Could you say labor is forced if you have a choice between starvation and labor? If such is the case, I wish I wasn't forced to work for money in this society and then exchange it for goods and seek out the most favorable deal.
The situation with the Incas was that, without the force coordination necessary to conduct agriculture in the mountains, everyone would die. Where does that fall on the nature versus man spectrum?

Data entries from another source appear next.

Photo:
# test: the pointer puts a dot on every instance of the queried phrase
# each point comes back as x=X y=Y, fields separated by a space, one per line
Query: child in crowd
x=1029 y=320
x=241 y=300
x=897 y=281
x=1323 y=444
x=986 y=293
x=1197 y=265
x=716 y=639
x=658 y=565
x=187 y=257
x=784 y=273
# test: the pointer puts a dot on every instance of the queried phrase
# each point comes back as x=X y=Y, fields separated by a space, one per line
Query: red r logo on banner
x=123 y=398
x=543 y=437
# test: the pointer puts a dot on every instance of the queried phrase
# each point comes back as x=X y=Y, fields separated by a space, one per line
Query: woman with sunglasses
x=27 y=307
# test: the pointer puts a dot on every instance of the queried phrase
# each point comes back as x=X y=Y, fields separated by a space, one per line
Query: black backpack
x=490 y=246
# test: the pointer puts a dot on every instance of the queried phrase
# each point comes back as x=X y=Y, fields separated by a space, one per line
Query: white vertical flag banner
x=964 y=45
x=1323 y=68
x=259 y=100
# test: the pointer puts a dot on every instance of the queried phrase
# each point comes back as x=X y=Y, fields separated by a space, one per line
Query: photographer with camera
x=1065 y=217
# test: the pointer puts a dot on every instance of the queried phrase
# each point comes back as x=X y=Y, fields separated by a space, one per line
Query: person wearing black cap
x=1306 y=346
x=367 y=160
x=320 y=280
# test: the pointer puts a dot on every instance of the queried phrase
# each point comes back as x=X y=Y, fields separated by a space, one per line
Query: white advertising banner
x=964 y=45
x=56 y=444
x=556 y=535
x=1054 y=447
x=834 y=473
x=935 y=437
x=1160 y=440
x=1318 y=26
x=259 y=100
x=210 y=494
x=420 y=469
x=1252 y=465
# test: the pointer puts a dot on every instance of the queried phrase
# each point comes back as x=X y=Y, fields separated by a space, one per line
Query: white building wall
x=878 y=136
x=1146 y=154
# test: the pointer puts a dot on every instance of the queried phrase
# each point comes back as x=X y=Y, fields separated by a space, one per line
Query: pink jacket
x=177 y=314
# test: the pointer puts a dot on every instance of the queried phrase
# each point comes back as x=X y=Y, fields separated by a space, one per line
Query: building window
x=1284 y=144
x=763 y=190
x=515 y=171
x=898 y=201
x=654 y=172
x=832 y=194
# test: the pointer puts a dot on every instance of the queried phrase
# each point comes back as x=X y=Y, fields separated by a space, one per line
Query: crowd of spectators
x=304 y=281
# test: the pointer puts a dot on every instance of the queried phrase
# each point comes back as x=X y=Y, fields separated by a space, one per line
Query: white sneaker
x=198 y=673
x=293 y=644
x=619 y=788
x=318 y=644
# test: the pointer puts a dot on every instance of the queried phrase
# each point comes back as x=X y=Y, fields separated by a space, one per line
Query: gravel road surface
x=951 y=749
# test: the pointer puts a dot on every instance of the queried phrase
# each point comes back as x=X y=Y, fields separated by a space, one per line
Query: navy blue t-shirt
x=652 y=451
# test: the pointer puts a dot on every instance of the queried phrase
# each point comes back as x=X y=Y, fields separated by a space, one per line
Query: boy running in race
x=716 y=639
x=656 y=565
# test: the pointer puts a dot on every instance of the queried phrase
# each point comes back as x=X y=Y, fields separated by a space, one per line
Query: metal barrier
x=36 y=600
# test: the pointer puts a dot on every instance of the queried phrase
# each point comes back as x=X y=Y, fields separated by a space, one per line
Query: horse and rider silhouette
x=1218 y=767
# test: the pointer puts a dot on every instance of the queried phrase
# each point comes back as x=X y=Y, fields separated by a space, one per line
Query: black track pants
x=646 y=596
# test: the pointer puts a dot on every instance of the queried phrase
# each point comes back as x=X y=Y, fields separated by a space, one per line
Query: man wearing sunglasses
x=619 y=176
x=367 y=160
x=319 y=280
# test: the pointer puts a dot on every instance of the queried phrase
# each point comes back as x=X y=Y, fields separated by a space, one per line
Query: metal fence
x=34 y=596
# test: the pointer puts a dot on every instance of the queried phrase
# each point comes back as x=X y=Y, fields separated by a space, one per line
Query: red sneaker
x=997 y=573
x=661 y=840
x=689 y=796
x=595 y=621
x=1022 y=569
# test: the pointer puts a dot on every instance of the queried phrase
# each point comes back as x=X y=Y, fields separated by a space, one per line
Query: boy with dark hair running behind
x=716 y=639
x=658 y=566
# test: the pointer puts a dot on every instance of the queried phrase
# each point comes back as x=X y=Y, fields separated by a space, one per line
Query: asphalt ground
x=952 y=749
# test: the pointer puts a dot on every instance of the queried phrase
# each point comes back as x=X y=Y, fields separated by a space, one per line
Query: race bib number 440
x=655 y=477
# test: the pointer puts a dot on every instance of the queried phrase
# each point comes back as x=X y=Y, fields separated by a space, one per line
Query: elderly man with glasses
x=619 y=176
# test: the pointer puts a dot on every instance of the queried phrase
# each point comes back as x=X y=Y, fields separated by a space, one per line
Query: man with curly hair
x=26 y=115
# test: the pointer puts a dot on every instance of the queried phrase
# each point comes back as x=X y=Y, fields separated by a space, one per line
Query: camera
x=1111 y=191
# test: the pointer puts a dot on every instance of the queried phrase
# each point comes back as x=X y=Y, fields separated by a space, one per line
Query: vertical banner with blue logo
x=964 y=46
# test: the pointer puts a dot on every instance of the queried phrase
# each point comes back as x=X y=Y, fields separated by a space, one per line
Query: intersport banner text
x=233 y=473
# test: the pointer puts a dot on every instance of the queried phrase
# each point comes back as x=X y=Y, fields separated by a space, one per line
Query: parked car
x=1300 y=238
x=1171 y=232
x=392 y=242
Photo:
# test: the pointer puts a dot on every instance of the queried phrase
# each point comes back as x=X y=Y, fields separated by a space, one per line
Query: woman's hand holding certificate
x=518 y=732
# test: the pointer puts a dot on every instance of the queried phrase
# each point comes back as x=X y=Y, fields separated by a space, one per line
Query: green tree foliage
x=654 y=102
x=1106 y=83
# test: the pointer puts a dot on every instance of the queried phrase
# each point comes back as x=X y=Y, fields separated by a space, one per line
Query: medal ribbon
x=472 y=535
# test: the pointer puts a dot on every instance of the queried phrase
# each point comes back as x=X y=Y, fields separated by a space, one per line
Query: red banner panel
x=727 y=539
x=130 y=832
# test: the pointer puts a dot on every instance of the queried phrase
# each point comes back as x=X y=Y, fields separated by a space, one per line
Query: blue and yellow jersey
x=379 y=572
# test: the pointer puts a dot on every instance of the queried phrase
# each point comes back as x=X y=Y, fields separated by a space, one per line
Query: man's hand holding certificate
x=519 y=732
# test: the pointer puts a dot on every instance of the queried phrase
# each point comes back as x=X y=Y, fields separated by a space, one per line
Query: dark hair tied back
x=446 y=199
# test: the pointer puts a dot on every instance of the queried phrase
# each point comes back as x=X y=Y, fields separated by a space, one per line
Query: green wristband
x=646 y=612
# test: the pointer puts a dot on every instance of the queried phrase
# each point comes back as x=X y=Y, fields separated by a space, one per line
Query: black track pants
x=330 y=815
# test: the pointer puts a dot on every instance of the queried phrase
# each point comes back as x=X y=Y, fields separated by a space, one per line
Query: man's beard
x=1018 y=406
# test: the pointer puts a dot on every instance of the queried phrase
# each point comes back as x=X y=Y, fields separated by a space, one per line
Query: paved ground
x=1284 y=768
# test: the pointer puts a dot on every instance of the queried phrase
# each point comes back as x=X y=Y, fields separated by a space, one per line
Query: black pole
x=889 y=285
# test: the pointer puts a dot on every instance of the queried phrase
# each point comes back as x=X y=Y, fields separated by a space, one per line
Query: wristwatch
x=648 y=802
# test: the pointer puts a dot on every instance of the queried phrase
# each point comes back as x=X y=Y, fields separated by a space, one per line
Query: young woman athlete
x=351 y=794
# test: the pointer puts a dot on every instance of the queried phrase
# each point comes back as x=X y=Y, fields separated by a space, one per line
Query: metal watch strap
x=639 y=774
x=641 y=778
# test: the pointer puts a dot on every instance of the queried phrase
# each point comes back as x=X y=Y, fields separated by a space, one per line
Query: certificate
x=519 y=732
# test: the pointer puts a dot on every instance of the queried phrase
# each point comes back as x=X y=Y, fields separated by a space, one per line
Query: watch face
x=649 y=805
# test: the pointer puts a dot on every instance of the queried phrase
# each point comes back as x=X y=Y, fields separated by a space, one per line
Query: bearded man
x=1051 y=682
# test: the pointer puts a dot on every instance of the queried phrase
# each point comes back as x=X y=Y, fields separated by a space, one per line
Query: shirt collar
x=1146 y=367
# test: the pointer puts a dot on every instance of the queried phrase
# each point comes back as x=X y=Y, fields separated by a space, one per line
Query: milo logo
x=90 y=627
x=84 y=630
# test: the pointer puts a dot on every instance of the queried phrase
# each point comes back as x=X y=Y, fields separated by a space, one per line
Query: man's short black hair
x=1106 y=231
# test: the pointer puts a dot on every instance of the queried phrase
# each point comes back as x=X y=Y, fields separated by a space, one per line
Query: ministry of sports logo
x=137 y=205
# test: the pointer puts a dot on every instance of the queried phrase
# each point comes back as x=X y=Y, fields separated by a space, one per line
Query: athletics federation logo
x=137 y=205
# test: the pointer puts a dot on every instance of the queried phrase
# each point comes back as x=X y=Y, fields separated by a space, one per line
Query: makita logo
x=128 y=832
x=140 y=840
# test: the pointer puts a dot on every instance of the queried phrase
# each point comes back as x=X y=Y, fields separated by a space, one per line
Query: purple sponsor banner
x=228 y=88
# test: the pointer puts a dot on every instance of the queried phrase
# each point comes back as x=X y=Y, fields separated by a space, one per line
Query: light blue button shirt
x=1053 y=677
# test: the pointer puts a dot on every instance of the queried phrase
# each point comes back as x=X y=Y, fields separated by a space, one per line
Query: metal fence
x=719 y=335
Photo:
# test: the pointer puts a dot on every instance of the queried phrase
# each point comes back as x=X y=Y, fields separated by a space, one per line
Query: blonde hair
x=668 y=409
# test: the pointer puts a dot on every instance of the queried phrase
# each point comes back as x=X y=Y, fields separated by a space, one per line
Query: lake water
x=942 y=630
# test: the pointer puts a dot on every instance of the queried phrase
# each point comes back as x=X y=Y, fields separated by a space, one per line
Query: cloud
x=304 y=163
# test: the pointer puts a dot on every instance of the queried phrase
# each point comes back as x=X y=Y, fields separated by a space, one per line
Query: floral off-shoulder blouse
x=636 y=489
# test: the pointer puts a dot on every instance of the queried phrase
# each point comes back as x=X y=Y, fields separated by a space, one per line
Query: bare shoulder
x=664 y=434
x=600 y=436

The Inca used forced labor to build temples and roads and provide food and other goods to the military. Cooperative farming can certainly become more efficient with additional infrastructure like irrigation and food storage, but I find it hard to believe that the tradeoff here is starvation vs massive cleptocratic absolute monarchy. It went way beyond the need to grow food cooperatively. And in fact, the only way that you would end up with all of this labor available for armies and temples and so on is by generating large food surpluses, so it's clear they weren't on the boundary of starvation. How did I work, I wonder, before there was an emperor?
That said, we currently use money to build roads and provide food and other goods to the military, which we fund through taxes. Taxes are just a more nuanced, easier-to-administer form of "provide x% of your labor to the central authority". The evil part here is the absolute monarchy that makes self-interested decisions about what to do with that labor, but the Inca were hardly alone in that respect.
Oh, no argument against that really. It still falls under the compelled by another man side of the spectrum, but I've long held the belief that collectivist forms of society were necessary in more primitive times.
Only with technological progress are we capable of stronger individualism.
I only mean to answer the question, "Could you say labor is forced if you have a choice between starvation and labor?"